We all met at Fathoms Raw Oyster Bar and introduced Charlie and Robin to our looper friends.  We had a great visit talking about our experiences together on the Great Loop.  I’m sure we’ll cross wakes again during future adventures.








We departed Carrabelle April 20th and made the 30 mile cruise to Apalachicola, the wind has picked up again so it’s nice to be back in the protected waters of the Gulf Intracoastal Waterway.  Florida and Georgia have been in a battle over water for 30 years, Florida’s complaint is that the cities and farmers of Georgia are not managing the fresh water efficiently reducing the amount needed for oyster production downstream and killing the oyster industry.   Apalachicola used to be the oyster capital of the world providing 90 percent of Florida’s oysters and 10 percent nationwide.  From what we are told most of the oysters come from Louisiana and Texas today.   We stopped by our favorite Oyster Bar “The Hole in the Wall” and got the scoop from the owner.  He said they still serve Apalachicola oysters as they have been a family owned business for decades and know the local oysterman.  He showed us a tag that comes with every box of oysters sold that shows the date and location harvested.  He confirmed that most restaurants now get there oysters from other states and oyster farms. 

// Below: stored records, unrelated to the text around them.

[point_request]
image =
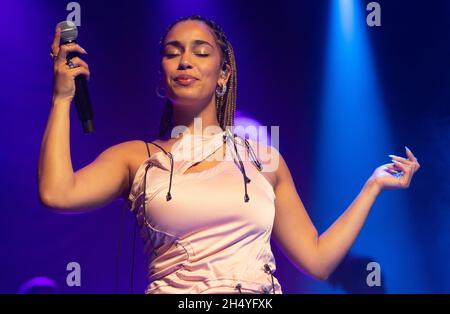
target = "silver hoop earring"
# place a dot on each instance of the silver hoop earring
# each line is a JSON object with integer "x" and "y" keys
{"x": 158, "y": 94}
{"x": 220, "y": 93}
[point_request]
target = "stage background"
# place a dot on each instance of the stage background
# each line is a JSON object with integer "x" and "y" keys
{"x": 344, "y": 96}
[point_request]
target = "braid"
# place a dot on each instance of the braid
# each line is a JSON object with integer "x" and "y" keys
{"x": 226, "y": 104}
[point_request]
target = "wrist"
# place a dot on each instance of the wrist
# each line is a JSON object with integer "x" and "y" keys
{"x": 60, "y": 101}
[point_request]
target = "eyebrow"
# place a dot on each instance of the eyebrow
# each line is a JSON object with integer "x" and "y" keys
{"x": 196, "y": 42}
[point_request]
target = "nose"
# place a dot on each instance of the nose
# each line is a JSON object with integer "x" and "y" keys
{"x": 185, "y": 62}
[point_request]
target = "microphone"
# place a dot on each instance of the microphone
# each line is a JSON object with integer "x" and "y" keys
{"x": 69, "y": 33}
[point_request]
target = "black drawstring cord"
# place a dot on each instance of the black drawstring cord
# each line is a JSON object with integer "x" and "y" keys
{"x": 268, "y": 270}
{"x": 134, "y": 232}
{"x": 253, "y": 155}
{"x": 242, "y": 167}
{"x": 168, "y": 196}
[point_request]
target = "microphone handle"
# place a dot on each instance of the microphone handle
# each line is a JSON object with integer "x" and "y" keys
{"x": 82, "y": 99}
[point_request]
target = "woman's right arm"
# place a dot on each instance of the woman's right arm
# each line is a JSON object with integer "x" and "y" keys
{"x": 93, "y": 186}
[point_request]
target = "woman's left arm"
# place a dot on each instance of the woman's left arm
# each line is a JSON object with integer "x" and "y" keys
{"x": 297, "y": 237}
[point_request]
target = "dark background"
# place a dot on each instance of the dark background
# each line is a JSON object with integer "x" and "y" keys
{"x": 340, "y": 115}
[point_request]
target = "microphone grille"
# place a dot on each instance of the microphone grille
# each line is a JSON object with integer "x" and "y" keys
{"x": 69, "y": 31}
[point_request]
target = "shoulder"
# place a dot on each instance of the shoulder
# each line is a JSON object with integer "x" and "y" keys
{"x": 270, "y": 158}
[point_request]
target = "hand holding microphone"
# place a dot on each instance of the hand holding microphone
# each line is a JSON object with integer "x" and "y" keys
{"x": 70, "y": 72}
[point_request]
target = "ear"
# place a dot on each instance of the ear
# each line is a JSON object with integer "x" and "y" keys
{"x": 225, "y": 75}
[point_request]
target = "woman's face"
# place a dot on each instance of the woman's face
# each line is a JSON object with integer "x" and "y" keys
{"x": 190, "y": 49}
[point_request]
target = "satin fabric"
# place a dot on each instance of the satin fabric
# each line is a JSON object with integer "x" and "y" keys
{"x": 206, "y": 239}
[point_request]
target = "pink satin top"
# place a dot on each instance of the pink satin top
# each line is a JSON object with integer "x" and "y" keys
{"x": 199, "y": 233}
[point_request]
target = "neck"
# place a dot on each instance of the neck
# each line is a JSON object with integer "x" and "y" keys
{"x": 203, "y": 119}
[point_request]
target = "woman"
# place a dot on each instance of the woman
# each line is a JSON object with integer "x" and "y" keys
{"x": 207, "y": 219}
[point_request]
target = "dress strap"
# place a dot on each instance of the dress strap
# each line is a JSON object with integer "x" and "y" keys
{"x": 148, "y": 150}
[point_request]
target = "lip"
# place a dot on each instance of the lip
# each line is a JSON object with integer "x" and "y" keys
{"x": 184, "y": 77}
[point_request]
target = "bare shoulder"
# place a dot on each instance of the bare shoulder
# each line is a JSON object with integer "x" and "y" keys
{"x": 269, "y": 156}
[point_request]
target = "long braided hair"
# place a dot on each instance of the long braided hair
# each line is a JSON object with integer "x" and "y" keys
{"x": 226, "y": 104}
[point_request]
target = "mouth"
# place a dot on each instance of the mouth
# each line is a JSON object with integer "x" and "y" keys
{"x": 185, "y": 81}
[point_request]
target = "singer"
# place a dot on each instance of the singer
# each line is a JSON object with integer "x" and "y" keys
{"x": 206, "y": 220}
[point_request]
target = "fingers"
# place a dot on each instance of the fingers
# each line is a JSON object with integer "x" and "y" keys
{"x": 78, "y": 62}
{"x": 80, "y": 70}
{"x": 401, "y": 159}
{"x": 412, "y": 158}
{"x": 410, "y": 154}
{"x": 65, "y": 49}
{"x": 411, "y": 161}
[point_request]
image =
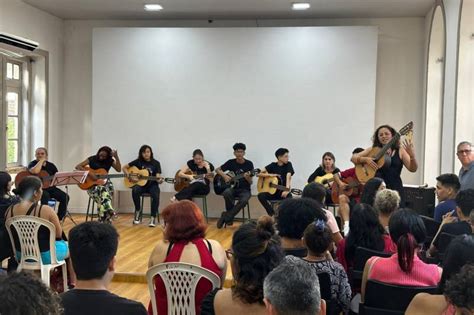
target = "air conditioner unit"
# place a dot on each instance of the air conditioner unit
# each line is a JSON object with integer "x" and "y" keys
{"x": 18, "y": 41}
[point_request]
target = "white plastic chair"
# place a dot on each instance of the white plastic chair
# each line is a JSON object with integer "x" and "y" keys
{"x": 180, "y": 281}
{"x": 27, "y": 228}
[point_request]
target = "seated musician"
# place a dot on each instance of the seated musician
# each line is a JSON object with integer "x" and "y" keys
{"x": 105, "y": 158}
{"x": 283, "y": 169}
{"x": 41, "y": 163}
{"x": 146, "y": 161}
{"x": 241, "y": 189}
{"x": 197, "y": 186}
{"x": 328, "y": 166}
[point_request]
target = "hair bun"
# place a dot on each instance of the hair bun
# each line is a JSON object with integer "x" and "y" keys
{"x": 265, "y": 227}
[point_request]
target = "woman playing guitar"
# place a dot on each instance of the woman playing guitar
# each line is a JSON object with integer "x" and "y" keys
{"x": 102, "y": 194}
{"x": 399, "y": 154}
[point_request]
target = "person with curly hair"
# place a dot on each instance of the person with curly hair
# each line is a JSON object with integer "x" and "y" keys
{"x": 254, "y": 253}
{"x": 24, "y": 294}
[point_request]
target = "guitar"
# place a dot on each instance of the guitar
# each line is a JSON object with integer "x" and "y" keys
{"x": 180, "y": 182}
{"x": 220, "y": 184}
{"x": 353, "y": 188}
{"x": 364, "y": 172}
{"x": 46, "y": 179}
{"x": 142, "y": 177}
{"x": 101, "y": 178}
{"x": 270, "y": 185}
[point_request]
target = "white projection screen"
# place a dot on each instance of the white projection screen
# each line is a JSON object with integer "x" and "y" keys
{"x": 308, "y": 89}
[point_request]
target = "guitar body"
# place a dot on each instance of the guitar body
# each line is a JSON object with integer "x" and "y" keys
{"x": 267, "y": 184}
{"x": 89, "y": 182}
{"x": 354, "y": 188}
{"x": 46, "y": 179}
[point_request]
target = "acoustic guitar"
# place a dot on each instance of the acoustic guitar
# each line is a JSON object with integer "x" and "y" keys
{"x": 220, "y": 184}
{"x": 270, "y": 185}
{"x": 180, "y": 182}
{"x": 364, "y": 172}
{"x": 142, "y": 177}
{"x": 353, "y": 188}
{"x": 46, "y": 179}
{"x": 101, "y": 176}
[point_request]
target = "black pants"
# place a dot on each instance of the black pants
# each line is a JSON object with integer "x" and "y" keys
{"x": 233, "y": 208}
{"x": 59, "y": 195}
{"x": 151, "y": 188}
{"x": 264, "y": 200}
{"x": 192, "y": 190}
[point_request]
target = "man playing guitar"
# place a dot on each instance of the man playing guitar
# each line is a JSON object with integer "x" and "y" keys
{"x": 240, "y": 190}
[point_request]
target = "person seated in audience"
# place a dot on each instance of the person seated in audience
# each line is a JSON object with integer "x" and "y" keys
{"x": 386, "y": 202}
{"x": 184, "y": 241}
{"x": 318, "y": 240}
{"x": 457, "y": 298}
{"x": 453, "y": 225}
{"x": 317, "y": 192}
{"x": 255, "y": 251}
{"x": 365, "y": 231}
{"x": 293, "y": 288}
{"x": 294, "y": 215}
{"x": 404, "y": 267}
{"x": 447, "y": 187}
{"x": 29, "y": 190}
{"x": 24, "y": 293}
{"x": 93, "y": 249}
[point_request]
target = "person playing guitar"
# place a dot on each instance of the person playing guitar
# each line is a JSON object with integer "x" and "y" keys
{"x": 283, "y": 169}
{"x": 145, "y": 160}
{"x": 197, "y": 186}
{"x": 240, "y": 190}
{"x": 41, "y": 163}
{"x": 105, "y": 158}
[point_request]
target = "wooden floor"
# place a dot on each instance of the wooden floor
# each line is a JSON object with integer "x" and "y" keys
{"x": 135, "y": 246}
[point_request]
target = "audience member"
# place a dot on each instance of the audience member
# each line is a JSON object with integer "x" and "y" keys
{"x": 184, "y": 241}
{"x": 255, "y": 251}
{"x": 93, "y": 248}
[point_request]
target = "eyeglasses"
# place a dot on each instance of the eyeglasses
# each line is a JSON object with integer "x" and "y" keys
{"x": 461, "y": 152}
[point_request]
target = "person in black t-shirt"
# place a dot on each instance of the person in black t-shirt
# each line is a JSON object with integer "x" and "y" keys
{"x": 93, "y": 247}
{"x": 105, "y": 158}
{"x": 199, "y": 186}
{"x": 42, "y": 164}
{"x": 241, "y": 189}
{"x": 146, "y": 161}
{"x": 282, "y": 169}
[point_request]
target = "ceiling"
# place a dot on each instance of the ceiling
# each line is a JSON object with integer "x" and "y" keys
{"x": 226, "y": 9}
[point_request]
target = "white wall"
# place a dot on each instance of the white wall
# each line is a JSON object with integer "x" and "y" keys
{"x": 23, "y": 20}
{"x": 399, "y": 87}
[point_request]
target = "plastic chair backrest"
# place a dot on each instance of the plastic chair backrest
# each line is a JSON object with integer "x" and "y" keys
{"x": 180, "y": 281}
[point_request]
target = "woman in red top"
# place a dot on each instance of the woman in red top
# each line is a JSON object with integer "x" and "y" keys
{"x": 184, "y": 242}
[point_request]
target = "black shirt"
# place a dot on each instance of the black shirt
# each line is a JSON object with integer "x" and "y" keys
{"x": 239, "y": 168}
{"x": 274, "y": 168}
{"x": 99, "y": 302}
{"x": 50, "y": 168}
{"x": 95, "y": 163}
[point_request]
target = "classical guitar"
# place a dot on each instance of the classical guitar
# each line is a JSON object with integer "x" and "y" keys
{"x": 220, "y": 184}
{"x": 270, "y": 185}
{"x": 364, "y": 172}
{"x": 182, "y": 182}
{"x": 141, "y": 177}
{"x": 101, "y": 176}
{"x": 46, "y": 179}
{"x": 353, "y": 188}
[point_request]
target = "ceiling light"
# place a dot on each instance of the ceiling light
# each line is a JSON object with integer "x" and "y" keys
{"x": 153, "y": 7}
{"x": 300, "y": 5}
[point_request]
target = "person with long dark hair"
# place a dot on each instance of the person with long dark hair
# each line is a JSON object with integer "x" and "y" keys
{"x": 145, "y": 160}
{"x": 401, "y": 154}
{"x": 404, "y": 267}
{"x": 105, "y": 158}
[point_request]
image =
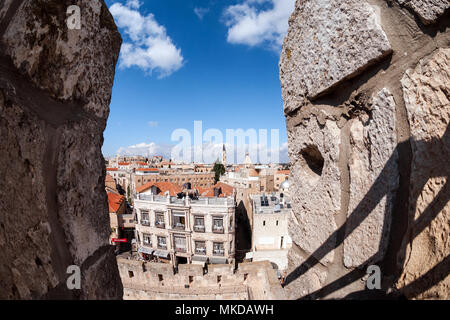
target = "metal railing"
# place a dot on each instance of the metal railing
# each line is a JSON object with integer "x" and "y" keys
{"x": 219, "y": 252}
{"x": 160, "y": 225}
{"x": 199, "y": 228}
{"x": 218, "y": 229}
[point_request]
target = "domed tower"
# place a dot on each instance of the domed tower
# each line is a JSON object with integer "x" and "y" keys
{"x": 224, "y": 156}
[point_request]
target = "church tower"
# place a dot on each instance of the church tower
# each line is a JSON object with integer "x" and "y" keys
{"x": 224, "y": 156}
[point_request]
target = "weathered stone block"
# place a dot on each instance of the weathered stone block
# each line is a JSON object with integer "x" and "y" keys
{"x": 428, "y": 10}
{"x": 373, "y": 167}
{"x": 426, "y": 92}
{"x": 315, "y": 183}
{"x": 328, "y": 41}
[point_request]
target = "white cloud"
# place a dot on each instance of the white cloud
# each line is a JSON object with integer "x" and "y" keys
{"x": 134, "y": 4}
{"x": 146, "y": 149}
{"x": 210, "y": 152}
{"x": 258, "y": 22}
{"x": 200, "y": 12}
{"x": 148, "y": 46}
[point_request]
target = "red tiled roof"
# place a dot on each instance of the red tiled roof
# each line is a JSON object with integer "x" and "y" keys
{"x": 173, "y": 188}
{"x": 115, "y": 201}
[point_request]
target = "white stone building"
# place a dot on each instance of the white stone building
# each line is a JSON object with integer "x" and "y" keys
{"x": 180, "y": 231}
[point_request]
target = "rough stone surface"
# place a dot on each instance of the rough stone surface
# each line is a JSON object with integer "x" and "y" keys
{"x": 328, "y": 41}
{"x": 372, "y": 163}
{"x": 428, "y": 10}
{"x": 315, "y": 192}
{"x": 426, "y": 91}
{"x": 55, "y": 89}
{"x": 382, "y": 196}
{"x": 311, "y": 281}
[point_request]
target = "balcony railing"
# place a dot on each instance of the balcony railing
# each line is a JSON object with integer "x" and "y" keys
{"x": 199, "y": 228}
{"x": 160, "y": 224}
{"x": 180, "y": 226}
{"x": 217, "y": 229}
{"x": 180, "y": 249}
{"x": 200, "y": 251}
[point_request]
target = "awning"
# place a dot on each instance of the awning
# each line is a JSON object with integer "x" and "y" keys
{"x": 199, "y": 258}
{"x": 145, "y": 250}
{"x": 161, "y": 254}
{"x": 217, "y": 260}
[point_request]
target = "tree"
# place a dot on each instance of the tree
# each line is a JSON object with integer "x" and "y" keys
{"x": 219, "y": 170}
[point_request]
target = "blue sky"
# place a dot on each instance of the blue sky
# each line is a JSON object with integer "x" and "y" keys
{"x": 185, "y": 60}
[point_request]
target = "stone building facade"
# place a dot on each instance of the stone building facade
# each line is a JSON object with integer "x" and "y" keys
{"x": 185, "y": 230}
{"x": 270, "y": 237}
{"x": 158, "y": 281}
{"x": 365, "y": 87}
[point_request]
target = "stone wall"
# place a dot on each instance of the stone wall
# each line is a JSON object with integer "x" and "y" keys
{"x": 366, "y": 90}
{"x": 251, "y": 281}
{"x": 55, "y": 89}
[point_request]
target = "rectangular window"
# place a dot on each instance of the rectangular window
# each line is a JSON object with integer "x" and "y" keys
{"x": 179, "y": 220}
{"x": 147, "y": 238}
{"x": 159, "y": 220}
{"x": 217, "y": 225}
{"x": 218, "y": 249}
{"x": 200, "y": 247}
{"x": 145, "y": 220}
{"x": 180, "y": 243}
{"x": 199, "y": 224}
{"x": 162, "y": 243}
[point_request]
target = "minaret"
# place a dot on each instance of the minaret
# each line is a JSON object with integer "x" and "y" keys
{"x": 247, "y": 162}
{"x": 224, "y": 156}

After one night at Apalachicola we continued north to White City, we have stayed at the free dock several times while passing through and planned to stay here a couple of days while another storm front approaches.   We usually don’t leave the boat, but Charlie walked off the dock and noticed a sign indicating no overnight docking permitted (the sign faces away from the dock so when you tie up you don’t’ see it).  He talked to a local fisherman and was told the local authorities will ask you to leave, and could impose a $500 fine for ignoring their request.   White City is not an incorporated town and there is no local police or town marshals available to contact.  We decided to continue on to Port St Joe.



We left Port St Joe April 23rd and anchored at Smack Bayou, across the bay from Panama City.  This dolphin was jumping next to the boat in East Bay, it didn't turn out in the picture but the entire underside of the dolphin was pink.  When it would jump, it turned upside down. 


On April 24th we continued on to an anchorage at Choctawhatchee Bay.  Our friends from back home Brad and Nancy live close to here and a nice waterfront restaurant is also located here.  It was nice visiting with them over dinner.  We also got a peak at Nancy’s new ride, a sharp two seater Mini Cooper.


We left our anchorage and planned to stay at Fort Walton Beach City dock but decided to continue on to Pensacola.  We planned to anchor at Ft McCray but when we arrived dredging equipment was scattered everywhere as they were working on the channel close to the island.  We decided to push on to Roberts Bayou, one of our favorite stops when passing though this area.  We’ll anchor here for a couple of days and let a weak front pass through then continue on to Mobile on Saturday April 28th.